Meet the bonobos. This rare great ape species is the closest living ancestor of humans, even closer to us than the common chimpanzee.

According to a report from George Washington University, a new study compared the anatomy of humans, common chimpanzees and bonobos for the first time. The team discovered that the closest living ancestor of humans are actually bonobos, previously known as pygmy chimpanzees.

Modern humans and the lineages of the common chimpanzee and the bonobo split up around two million years ago. Eventually, the two great ape species evolved separately, developing different traits and physical characteristics.

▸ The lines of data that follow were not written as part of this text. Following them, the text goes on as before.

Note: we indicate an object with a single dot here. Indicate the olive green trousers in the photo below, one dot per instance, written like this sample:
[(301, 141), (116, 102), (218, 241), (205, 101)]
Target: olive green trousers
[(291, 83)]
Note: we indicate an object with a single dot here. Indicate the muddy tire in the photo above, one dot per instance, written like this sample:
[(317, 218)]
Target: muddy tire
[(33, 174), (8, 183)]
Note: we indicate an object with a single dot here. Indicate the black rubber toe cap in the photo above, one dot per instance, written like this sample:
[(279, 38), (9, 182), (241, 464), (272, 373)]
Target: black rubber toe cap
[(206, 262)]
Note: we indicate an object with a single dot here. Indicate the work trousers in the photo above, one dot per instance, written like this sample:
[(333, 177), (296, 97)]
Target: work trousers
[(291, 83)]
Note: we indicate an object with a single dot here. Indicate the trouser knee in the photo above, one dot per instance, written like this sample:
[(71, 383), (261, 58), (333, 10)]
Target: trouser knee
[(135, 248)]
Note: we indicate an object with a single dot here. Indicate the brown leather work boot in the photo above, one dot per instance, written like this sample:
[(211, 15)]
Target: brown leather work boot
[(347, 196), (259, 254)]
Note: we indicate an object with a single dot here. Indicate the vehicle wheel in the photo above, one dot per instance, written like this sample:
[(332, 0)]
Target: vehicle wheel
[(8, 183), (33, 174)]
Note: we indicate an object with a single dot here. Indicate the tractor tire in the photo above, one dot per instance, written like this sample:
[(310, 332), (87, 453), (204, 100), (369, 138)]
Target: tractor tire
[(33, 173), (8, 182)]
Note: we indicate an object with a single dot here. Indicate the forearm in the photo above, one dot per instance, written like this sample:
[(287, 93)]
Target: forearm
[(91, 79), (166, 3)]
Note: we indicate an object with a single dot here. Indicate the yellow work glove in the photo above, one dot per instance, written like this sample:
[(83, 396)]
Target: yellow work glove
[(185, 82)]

The researchers of this recent study analyzed the muscles of seven preserved bonobos from the Antwerp Zoo. They found out that this endangered species changed less than the common chimpanzees, which makes them closer to humans anatomically.

"In addition, our study has shown that there is a mosaic evolution of the three species, in the sense that some features are shared by humans and bonobos, others by humans and common chimpanzees, and still others by the two ape species," explained Rui Diogo, lead author and associate professor of anatomy at Howard University.

"Such a mosaic anatomical evolution may well be related to the somewhat similar molecular mosaic evolution between the three species revealed by previous genetic studies: each of the chimpanzees species share about 3 percent of genetic traits with humans that are not present in the other chimpanzee species," he added.

The researchers are hoping that new information on the differences between humans and the closest living ancestor could help develop a greater understanding on human health.

Studying bonobos might be increasingly challenging though as the creature is an endangered species facing danger. According to World Wildlife Fund (WWF), wild bonobos are only found in forests of the Congo River in the Democratic Republic of Congo. Civil unrest and poverty in the country are main reasons for bonobo poaching and deforestation, contributing to the constant decline of its population.

The new research is published in Scientific Reports.